Financial & Operation Observations
Figure 1: Sales Chart and Projections (*Estimated by Unilever)
- DSC generated revenue of $65 million in 2014, triple that of its 2013 figures and more than double in 2015 as compared to 2014.
- CAGR(2012-16) would be more than 150%
- DSC’s selling price of a basic razor is about a quarter price of that of Gillette. For a consumer, the savings over comparable store-bought shaving kit ranges from 30% to 60%.
- Subscribers rose from 2 million (monthly and bi-monthly) in 2014 to 3.2 million as per recent figures.
- In terms of customer loyalty, DSC have the lowest churn per month in consumer products business. It is well under 10%.
- Market Share
- Gillette has a market share of 60% followed by Schick-Wilkinson Sword with less than 20%. DSC has achieved a reported 11% market share from its previous share of 5% in 2014.
- In Shaving Clubs, Gillette had 21% of the online shaving market compared with Dollar Shave Club’s 54% as of September 2015 (Source – Slice)
DSC’s 190 employees are focussed on marketing, fulfillment, and product development as they have –
- Cheap razor supplier from Dorco, South Korean
- Amazon Web Services to handle its orders
- Distribution by a company in Kentucky
- Unilever: Marketing Vs R&D
From 2013, Unilever has consistently spent about $7-8 billion on marketing and promotion versus $1 billion on R&D. So it spends 8 times as much on marketing its existing products than building new products.
One of the company’s earliest and largest investors, Venture Capital Venrock Partners have said their investments have grown 10x on this acquisition. Other investors in the company include Science, Felicis Ventures, Comcast Ventures and Technology Crossover Ventures.
How would Hindustan Unilever Ltd. (HUL) benefit?
These margins seem quite good as compared to other segments and could be boosted further if it adopts Direct to Customer model of DSC for its personal product segment. No doubt it has to incorporate it in a way that it does not disturb present marketing channels and distributors. Probably it may come out with new brands especially for this model. This would also help them reduce infrastructure and other operating costs and help explore cross-selling and upselling opportunities. Moreover, if Dollar products are introduced in the Indian markets, it would add further depth in the existing product portfolio. In short learning of Dollar Shave Club can be adapted for Indian market and push its other products with appropriate safeguards
Unilever gets an entry into the shaving market dominated by U.S. rival Procter & Gamble Co.’s Gillette. DSC’s direct-to-consumer business model gives it unique consumer and data insights. With a product and brand range that extends far beyond shaving, DSC brings to Unilever’s personal care category a unique male grooming perspective. DSC encourages Unilever to move towards an online model which could complement 30% of its product range as said by Unilever CEO Paul Polman.
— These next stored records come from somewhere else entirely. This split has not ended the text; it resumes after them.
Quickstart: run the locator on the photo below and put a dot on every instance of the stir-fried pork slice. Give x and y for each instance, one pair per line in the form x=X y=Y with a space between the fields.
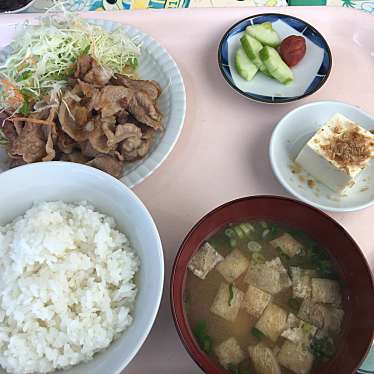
x=107 y=163
x=151 y=88
x=98 y=138
x=87 y=149
x=65 y=143
x=16 y=161
x=75 y=119
x=75 y=156
x=145 y=110
x=9 y=130
x=122 y=117
x=30 y=144
x=136 y=146
x=113 y=99
x=121 y=133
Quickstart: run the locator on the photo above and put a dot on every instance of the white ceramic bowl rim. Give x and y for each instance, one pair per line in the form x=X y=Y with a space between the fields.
x=280 y=177
x=20 y=9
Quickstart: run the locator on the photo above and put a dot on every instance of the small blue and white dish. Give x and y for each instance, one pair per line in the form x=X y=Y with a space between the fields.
x=310 y=73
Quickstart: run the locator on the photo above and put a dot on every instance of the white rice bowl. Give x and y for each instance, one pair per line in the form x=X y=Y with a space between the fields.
x=67 y=286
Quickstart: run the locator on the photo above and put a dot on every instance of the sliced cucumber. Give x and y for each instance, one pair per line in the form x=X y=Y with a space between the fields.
x=244 y=66
x=264 y=33
x=252 y=47
x=275 y=65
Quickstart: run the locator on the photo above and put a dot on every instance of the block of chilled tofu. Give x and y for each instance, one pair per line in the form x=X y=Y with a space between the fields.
x=270 y=276
x=229 y=352
x=272 y=322
x=255 y=301
x=337 y=153
x=204 y=260
x=233 y=266
x=302 y=282
x=326 y=291
x=295 y=358
x=287 y=244
x=321 y=316
x=263 y=359
x=298 y=331
x=227 y=302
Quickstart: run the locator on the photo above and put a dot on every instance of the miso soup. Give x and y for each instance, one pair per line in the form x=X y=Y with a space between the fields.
x=263 y=298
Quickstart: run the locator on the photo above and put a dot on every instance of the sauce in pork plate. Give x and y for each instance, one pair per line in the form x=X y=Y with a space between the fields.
x=103 y=119
x=261 y=297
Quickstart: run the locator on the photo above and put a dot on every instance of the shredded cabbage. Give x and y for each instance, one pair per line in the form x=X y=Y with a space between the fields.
x=43 y=57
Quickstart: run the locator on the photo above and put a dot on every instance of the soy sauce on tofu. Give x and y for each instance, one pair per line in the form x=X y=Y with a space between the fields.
x=264 y=298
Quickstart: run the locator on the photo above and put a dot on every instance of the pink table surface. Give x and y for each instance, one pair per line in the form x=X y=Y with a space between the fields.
x=223 y=151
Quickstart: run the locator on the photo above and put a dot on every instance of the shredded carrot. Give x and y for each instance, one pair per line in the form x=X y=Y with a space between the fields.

DSC looks to leverage the global strength of Unilever to support itself in achieving its full potential in terms of offering and reach. This buyout will give DSC a more stable source of funding and allow it to expand globally.
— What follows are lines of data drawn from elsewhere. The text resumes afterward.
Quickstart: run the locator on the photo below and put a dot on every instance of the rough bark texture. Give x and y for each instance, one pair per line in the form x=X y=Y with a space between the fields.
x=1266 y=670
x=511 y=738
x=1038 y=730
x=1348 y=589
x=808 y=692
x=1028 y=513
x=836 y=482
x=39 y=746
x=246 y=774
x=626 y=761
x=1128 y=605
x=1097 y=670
Unilever’s enormous presence and strength and DSC’s business model and innovative marketing can create a solid customer base and capture sizeable market share in the grooming segment. Unilever would be smart if it doesn’t play with DSC too much to explore its full potential.
DSC turned out to be a good bet as investors’ value bumped up 10-20 times as reported. But investors in the shaving market should be cautious as price war in the future may eat up profits for these companies in the short run.
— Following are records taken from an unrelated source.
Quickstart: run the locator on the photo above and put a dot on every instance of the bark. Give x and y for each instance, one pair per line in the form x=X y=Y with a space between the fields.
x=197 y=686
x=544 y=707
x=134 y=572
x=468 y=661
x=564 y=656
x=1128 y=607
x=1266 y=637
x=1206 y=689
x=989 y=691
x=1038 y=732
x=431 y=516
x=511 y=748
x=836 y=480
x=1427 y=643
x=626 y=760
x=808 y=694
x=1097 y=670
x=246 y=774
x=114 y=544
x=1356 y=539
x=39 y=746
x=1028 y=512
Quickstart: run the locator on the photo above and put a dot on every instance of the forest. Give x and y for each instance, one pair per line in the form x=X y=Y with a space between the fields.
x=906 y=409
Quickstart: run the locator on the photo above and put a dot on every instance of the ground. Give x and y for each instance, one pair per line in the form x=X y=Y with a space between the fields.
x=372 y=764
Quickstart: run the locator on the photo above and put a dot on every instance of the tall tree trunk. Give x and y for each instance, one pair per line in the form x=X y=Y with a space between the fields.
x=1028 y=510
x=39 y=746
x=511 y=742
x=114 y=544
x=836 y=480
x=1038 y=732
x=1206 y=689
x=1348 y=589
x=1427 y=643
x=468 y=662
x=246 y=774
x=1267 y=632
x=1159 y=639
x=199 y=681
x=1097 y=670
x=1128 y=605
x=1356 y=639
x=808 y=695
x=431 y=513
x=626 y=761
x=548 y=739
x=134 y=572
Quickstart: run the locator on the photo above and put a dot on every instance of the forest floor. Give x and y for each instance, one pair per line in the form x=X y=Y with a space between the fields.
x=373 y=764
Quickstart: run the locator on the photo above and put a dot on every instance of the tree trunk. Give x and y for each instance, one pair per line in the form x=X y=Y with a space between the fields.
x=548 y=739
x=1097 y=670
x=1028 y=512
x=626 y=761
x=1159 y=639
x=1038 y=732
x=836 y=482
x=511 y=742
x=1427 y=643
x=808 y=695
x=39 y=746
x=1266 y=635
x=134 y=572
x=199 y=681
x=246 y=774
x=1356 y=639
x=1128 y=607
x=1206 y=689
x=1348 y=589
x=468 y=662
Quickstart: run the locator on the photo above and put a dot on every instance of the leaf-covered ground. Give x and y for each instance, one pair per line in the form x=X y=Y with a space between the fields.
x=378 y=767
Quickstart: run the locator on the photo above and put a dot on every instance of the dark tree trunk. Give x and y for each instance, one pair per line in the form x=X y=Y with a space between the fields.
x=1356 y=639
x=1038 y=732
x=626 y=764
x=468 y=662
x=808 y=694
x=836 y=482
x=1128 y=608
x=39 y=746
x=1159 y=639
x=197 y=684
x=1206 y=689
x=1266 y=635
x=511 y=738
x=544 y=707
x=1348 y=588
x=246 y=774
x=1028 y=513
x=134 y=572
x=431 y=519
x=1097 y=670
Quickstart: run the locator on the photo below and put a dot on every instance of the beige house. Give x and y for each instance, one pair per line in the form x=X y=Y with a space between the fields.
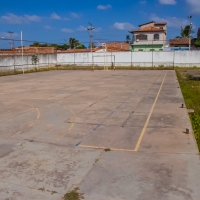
x=150 y=36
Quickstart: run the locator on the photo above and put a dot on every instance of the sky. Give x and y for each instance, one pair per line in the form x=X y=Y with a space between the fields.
x=55 y=21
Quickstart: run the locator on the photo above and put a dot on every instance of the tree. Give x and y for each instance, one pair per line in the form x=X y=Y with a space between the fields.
x=73 y=43
x=93 y=45
x=197 y=42
x=128 y=39
x=186 y=31
x=198 y=33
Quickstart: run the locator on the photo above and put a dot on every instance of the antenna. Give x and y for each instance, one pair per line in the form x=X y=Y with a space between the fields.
x=11 y=40
x=90 y=28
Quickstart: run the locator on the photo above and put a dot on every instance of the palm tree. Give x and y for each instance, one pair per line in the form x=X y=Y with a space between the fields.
x=128 y=38
x=186 y=31
x=73 y=43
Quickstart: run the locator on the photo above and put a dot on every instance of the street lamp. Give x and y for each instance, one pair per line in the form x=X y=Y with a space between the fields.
x=75 y=46
x=190 y=17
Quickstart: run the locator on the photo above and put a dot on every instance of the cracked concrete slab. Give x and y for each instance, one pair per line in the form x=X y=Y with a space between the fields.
x=55 y=126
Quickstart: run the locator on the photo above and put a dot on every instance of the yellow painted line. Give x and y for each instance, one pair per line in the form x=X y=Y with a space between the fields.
x=70 y=128
x=143 y=130
x=149 y=116
x=112 y=149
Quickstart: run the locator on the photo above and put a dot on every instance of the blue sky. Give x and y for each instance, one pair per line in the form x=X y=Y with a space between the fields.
x=55 y=20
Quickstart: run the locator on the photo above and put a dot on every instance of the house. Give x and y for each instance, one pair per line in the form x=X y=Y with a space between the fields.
x=180 y=43
x=150 y=36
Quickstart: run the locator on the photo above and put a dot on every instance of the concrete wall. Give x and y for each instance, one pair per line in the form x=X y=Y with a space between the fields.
x=143 y=59
x=15 y=62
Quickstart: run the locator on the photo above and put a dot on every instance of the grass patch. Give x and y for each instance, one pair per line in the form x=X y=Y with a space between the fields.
x=42 y=189
x=107 y=149
x=191 y=93
x=73 y=195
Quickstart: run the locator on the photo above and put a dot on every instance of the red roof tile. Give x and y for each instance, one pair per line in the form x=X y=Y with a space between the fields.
x=148 y=29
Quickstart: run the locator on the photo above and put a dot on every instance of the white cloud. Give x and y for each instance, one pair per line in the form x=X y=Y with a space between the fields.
x=67 y=30
x=169 y=2
x=74 y=15
x=48 y=27
x=55 y=16
x=194 y=6
x=102 y=7
x=81 y=28
x=171 y=21
x=123 y=26
x=11 y=18
x=6 y=35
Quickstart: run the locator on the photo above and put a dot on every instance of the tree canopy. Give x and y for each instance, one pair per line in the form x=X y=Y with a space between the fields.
x=185 y=32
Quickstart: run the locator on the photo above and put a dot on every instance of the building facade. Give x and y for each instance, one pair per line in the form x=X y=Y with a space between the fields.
x=150 y=36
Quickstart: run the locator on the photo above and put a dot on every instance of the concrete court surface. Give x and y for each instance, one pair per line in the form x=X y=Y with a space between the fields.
x=54 y=127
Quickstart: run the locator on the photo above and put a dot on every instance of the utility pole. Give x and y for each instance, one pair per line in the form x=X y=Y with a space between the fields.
x=11 y=40
x=190 y=17
x=90 y=28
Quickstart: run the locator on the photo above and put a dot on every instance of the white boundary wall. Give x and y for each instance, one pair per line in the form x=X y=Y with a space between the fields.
x=143 y=59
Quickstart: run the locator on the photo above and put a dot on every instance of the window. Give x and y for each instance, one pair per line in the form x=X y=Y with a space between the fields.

The online men’s razor and blade market in the US is heating up, threatening traditional retail sales. Unilever saw this as an opportunity to compete with rival P&G. It has paid a huge premium in this deal but it had no choice. Acquire DSC or lose it to P&G. Whether Unilever can harness DSC’s strengths will depend upon how quickly and effectively they can gel up, reinvent and execute rewarding opportunities.
The party is just getting started. One can expect more startups with innovative moves giving the old beasts a run for their money. It’s about time.